On March 10, 2026 the CBN issued the Baseline Standards For Automated Anti-Money Laundering (AML) Solutions For Financial Institutions In Nigeria. A key part of the obligations under the standards, is the requirement to submit implementation roadmaps to the Compliance Department within 3-months from the date of issuance.

Therefore, every regulated financial institution must submit a detailed roadmap for how they will implement or align with the AML Baseline Standards. 

This article is written as a thinking guide for Money Laundering Compliance Officers, Chief Compliance Officers, and the IT leads working alongside them; as a way to approach the twelve capability areas and the decisions embedded in each one, so that your submission reflects reality, not aspiration.

The CBN wants to see that your institution has genuinely assessed where it is, where it needs to get to, and how it is going to get there.

Step 1 - Start with an honest gap assessment

Before you open the CBN template, run an internal audit of your current AML setup against the twelve capability areas in Sections 5.1 through 5.12 of the Baseline Standards. The CBN is asking you to do this anyway — the template has columns for "Current State" and "Target State" for a reason.

The question your executive summary needs to answer is simple: is your AML operation currently Manual, Semi-Automated, or Automated? Most Nigerian financial institutions, if they are honest, fall somewhere in the first two categories for the majority of capabilities. That is not a problem — it is the starting point the CBN expects you to name.

Common mistake: Institutions that select "Automated" for capabilities they have not actually implemented create a much larger problem for themselves during examination. The CBN will ask for evidence. "Automated" means you have logs, callbacks, and a live system generating them — not a plan to have one.

For each of the twelve sections, ask your team three questions:

1. What are we actually doing today to meet this requirement — and is it manual, partially automated, or fully automated?

2. What is the gap between that and what the CBN requires?

3. What evidence do we have (or can we generate before submission) that the current state is what we say it is?

This exercise will feel uncomfortable if your current controls are weak.
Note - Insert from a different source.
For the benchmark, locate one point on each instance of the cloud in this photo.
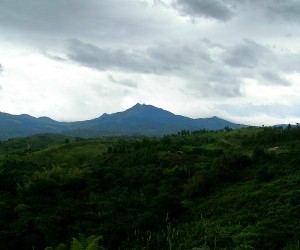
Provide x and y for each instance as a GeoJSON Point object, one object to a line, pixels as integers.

That discomfort is productive. The CBN implementation roadmap is an invitation to show you understand the gap and have a credible plan to close it.

We created a free tool here that can support your gap assessment.

Step 2 - Understand what the CBN is actually measuring

The twelve capability areas in the Baseline Standards are not arbitrary. They follow the full lifecycle of an AML compliance programme — from knowing your customer all the way through to audit governance and board oversight. To complete your implementation plan well, it helps to understand the intent behind each cluster.

• Customer intelligence (5.1 – 5.4)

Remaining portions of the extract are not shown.